Czerwcowa sesja rady miasta rozpoczęła się od przywołania wiadomości o śmierci Marzeny Kalaszczyńskiej-Kikiewicz. Pamięć o zmarłej uczczono minutą ciszy. Niedługo później wręczono medale nowym "Zasłużonym dla Płocka".
- Znali ją wszyscy płocczanie, a przynajmniej ci zgromadzeni na tej sali – przypominał przewodniczący Artur Jaroszewski na początku dziewiątej sesji. Przywołał też kilka faktów z jej życia, jak pełnienie funkcji rzecznika osób niepełnoprawnych w płockim Ratuszu i szefowanie „Silnym razem”. - Codziennie toczyła walkę ze swoją niepełnosprawnością, mottem własnego życia uczyniła pomaganie innym. To była wspaniała kobieta, dobra, współczująca i waleczna. Człowiek o gołębim sercu. Jednak chwile smutne, jak to w życiu bywa, przeplatają się z tymi radosnymi – i powitał osoby uhonorowane medalem „Zasłużony dla Płocka”: biskupa Romana Marcinkowskiego i dyrektora płockiego teatru Marka Mokrowieckiego.
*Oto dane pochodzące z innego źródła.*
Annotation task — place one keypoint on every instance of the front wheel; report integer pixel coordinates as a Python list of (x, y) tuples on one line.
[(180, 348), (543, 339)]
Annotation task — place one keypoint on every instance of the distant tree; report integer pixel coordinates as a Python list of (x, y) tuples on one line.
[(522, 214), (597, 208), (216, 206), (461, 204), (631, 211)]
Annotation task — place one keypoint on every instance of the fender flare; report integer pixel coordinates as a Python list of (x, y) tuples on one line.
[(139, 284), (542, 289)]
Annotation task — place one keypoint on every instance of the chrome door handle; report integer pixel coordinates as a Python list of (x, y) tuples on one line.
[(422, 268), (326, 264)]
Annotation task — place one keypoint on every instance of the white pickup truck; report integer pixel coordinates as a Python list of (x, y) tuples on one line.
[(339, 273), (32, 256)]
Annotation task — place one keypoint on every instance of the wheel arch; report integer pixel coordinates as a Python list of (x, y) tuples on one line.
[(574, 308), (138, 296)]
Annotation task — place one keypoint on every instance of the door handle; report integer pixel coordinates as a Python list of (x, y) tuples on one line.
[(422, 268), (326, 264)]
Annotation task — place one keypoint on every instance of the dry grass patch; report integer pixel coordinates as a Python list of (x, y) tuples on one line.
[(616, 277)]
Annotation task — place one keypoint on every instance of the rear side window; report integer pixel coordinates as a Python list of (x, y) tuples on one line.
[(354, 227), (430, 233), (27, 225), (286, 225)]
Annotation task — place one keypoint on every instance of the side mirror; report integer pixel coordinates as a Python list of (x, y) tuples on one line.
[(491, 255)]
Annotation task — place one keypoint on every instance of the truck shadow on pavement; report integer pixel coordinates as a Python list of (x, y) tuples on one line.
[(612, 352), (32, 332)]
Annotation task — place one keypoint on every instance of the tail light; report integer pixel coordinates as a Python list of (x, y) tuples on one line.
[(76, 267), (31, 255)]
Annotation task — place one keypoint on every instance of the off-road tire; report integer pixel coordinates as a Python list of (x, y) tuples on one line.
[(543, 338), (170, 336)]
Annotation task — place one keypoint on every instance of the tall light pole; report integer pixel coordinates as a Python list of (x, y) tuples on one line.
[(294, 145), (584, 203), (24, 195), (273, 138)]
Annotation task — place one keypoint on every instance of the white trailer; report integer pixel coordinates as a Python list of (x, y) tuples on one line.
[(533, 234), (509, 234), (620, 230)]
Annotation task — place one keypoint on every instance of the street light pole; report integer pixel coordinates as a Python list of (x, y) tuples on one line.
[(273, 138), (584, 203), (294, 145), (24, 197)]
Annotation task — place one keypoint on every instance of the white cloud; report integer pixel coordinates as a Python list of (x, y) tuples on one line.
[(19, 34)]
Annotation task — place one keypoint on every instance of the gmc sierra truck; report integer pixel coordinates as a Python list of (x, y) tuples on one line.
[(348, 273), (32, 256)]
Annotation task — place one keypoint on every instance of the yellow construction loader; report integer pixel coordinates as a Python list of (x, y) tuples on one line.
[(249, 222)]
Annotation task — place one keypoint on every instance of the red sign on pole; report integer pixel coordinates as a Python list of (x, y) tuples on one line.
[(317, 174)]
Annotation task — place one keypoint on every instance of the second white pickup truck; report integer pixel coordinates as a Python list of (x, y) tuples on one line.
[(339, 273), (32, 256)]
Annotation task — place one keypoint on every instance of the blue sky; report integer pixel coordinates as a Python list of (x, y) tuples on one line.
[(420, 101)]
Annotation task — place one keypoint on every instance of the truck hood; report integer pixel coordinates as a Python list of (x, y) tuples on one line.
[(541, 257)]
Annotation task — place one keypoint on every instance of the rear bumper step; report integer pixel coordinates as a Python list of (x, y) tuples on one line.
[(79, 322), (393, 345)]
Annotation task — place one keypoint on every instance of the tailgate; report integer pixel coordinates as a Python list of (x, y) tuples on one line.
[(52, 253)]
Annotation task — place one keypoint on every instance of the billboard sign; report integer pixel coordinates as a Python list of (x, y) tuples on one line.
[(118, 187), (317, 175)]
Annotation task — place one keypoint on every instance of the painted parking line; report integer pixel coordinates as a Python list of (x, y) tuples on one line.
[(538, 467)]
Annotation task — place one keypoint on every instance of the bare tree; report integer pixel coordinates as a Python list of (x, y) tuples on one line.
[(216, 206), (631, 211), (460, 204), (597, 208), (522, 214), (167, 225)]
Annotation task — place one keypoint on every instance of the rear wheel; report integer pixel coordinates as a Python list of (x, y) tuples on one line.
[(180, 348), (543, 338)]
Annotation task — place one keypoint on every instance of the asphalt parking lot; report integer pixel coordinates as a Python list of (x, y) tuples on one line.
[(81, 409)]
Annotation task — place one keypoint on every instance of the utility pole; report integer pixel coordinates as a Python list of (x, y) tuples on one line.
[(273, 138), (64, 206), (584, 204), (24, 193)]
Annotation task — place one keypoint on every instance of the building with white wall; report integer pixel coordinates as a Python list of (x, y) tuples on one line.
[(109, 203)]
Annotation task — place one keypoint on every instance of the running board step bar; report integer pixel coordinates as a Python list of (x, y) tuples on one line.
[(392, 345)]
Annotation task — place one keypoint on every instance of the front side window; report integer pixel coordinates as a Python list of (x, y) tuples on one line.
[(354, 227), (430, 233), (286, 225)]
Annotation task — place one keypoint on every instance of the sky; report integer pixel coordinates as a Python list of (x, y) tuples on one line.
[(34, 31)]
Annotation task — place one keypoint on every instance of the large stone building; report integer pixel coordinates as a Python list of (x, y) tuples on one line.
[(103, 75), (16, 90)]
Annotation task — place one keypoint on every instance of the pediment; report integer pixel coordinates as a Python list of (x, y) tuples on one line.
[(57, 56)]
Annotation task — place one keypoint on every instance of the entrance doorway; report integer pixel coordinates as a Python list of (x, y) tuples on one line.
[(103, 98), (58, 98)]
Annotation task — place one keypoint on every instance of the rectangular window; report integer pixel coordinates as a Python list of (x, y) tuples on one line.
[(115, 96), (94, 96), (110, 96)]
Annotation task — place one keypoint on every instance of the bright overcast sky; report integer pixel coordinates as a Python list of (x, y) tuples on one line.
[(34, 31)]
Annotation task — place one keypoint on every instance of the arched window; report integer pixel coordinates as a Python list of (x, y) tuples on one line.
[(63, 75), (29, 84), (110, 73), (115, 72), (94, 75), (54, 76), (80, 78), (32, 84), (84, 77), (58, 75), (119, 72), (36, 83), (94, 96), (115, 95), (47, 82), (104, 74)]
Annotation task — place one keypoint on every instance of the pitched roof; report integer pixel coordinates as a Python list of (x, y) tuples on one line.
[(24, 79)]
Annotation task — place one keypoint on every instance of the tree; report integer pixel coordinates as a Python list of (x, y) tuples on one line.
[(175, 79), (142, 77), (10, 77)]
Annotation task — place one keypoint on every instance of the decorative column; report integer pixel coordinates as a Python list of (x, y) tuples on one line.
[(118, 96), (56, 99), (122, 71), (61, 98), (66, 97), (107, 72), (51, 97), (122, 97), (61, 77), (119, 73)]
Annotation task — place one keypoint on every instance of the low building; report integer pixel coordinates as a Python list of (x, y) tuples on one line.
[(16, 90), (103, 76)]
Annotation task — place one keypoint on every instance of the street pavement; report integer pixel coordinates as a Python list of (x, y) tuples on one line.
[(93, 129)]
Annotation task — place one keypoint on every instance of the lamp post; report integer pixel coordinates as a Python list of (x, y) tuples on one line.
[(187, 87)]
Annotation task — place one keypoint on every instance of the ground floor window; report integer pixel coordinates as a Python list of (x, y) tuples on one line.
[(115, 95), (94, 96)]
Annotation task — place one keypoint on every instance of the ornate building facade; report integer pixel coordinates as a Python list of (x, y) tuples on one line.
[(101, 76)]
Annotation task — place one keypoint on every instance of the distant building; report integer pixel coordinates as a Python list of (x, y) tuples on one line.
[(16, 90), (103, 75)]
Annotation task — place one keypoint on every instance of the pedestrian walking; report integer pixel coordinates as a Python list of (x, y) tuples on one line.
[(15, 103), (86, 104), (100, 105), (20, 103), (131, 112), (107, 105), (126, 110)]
Obaj świętują ostatnio wiele jubileuszy.
- Płocki teatr istnieje od 40 lat, z czego od 25 szefuje mu dyrektor Marek Mokrowiecki, więc śmiało można powiedzieć, że stał się już jego legendą – mówił Artur Jaroszewski, wręczając dyrektorowi teatru medal wraz z bukietem kwiatów.
Mokrowiecki przyznał, że dla niego to bardzo zaszczytne wyróżnienie. - Przybyłem tu 25 lat temu, przez ten czas wrosłem w to miasto. O ile mi niebiosa i zdrowie pozwolą, zamierzam kontynuować swoją pracę z nadzieją, że wszyscy będą z niej zadowoleni – dziękował za wyróżnienie wzruszony dyrektor teatru.
Po nim podszedł do mównicy biskup Marcinkowski. - Przyprowadziła mnie dzisiaj do was wdzięczność. Moje życie od 1955 roku jest związane z Płockiem, tu poszedłem do szkoły średniej i kończyłem seminarium duchowne. Może nie zawsze spełniłem oczekiwania ludzi, do których zostałem posłany. Mam świadomość swoich niedostatków i braków. Dziękuję za ten znak pamięci, za uznanie dla wykonywaną przeze mnie szarą, zwykłą pracę. Życzę pogody nie tylko z racji wakacji, ale pogody serca, mądrości i rozwagi, abyście wypełniali zadania, do których zostaliście powołani – życzył obecnym w auli. Przywołał również słowa Matki Teresy z Kalkuty. - Ludzie są nierozsądni, nieroztropni i zajęci sobą, ale kochaj ich mimo to. Dobro, które czynisz, juro zostanie zapomniane. Czyń dobro mimo to. Dobro przez jedną noc może lec w gruzach, czyń je mimo to. Świat skopie cię, mimo to daj światu siebie i wszystko co najlepsze.